Le travail d’accueil des parts, de centration sur le calme intérieur, de déchargement en Self Emotional Balancing, l’intégration d’une phase de Flash Technique de Mansfield (emdr) et d’une visualisation (sorte de futurisation hypnotique) ont permis, tout en douceur, de finaliser le deuil et d’y intégrer un sens dans le moment présent et pour le futur.
La présence bienveillante est l’une des clés, si pas la clé, d’un travail thérapeutique réussi. L’autre facette importante est d’amener le patient à se (re)donner l’amour nécessaire à son épanouissement, tout comme un enfant a besoin de cet amour pour construire l’estime de soi, la confiance en soi et en dernier lieu, l’affirmation de soi à partir du Self.
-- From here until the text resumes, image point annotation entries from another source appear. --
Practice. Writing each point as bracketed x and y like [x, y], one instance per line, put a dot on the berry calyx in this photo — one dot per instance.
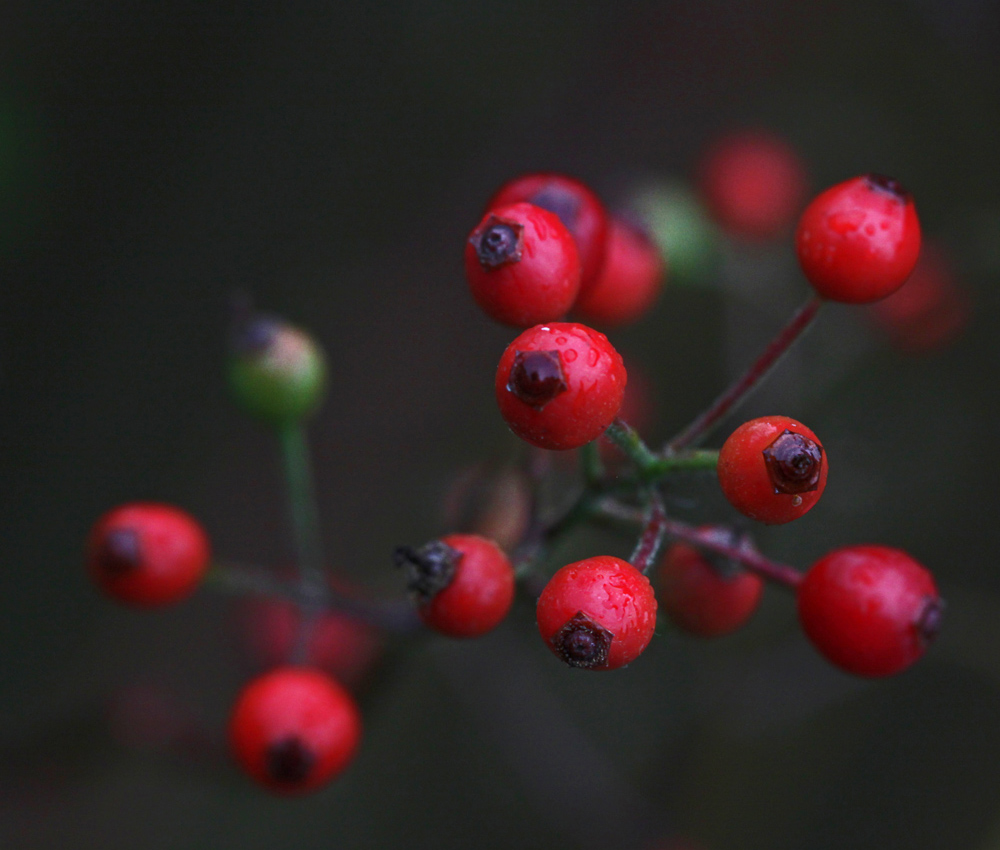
[294, 729]
[859, 240]
[576, 205]
[870, 610]
[462, 584]
[753, 183]
[772, 469]
[702, 595]
[597, 614]
[629, 281]
[560, 385]
[277, 373]
[522, 265]
[147, 554]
Belles réflexion et expérimentation !
Yves Wauthier Freymann
Merci Yves pour ce magnifique article qui remet en perspective la relation d’aide appuyée sur les apports SEB. Non seulement les thèmes essentiels sont revisités (et de quelle manière!) mais l’article dégage une formidable dose d’optimisme et d’énergie …. de quoi commencer la journée avec l’esprit clair et curieux …
Ceci dit, une de mes parts me dit que la (ma) route est encore longue avant d’atteindre ce degré de maîtrise … je viens de lui envoyer de la compassion…
Encore merci et belle journée !
Super article, merci pour ce partage d’experience.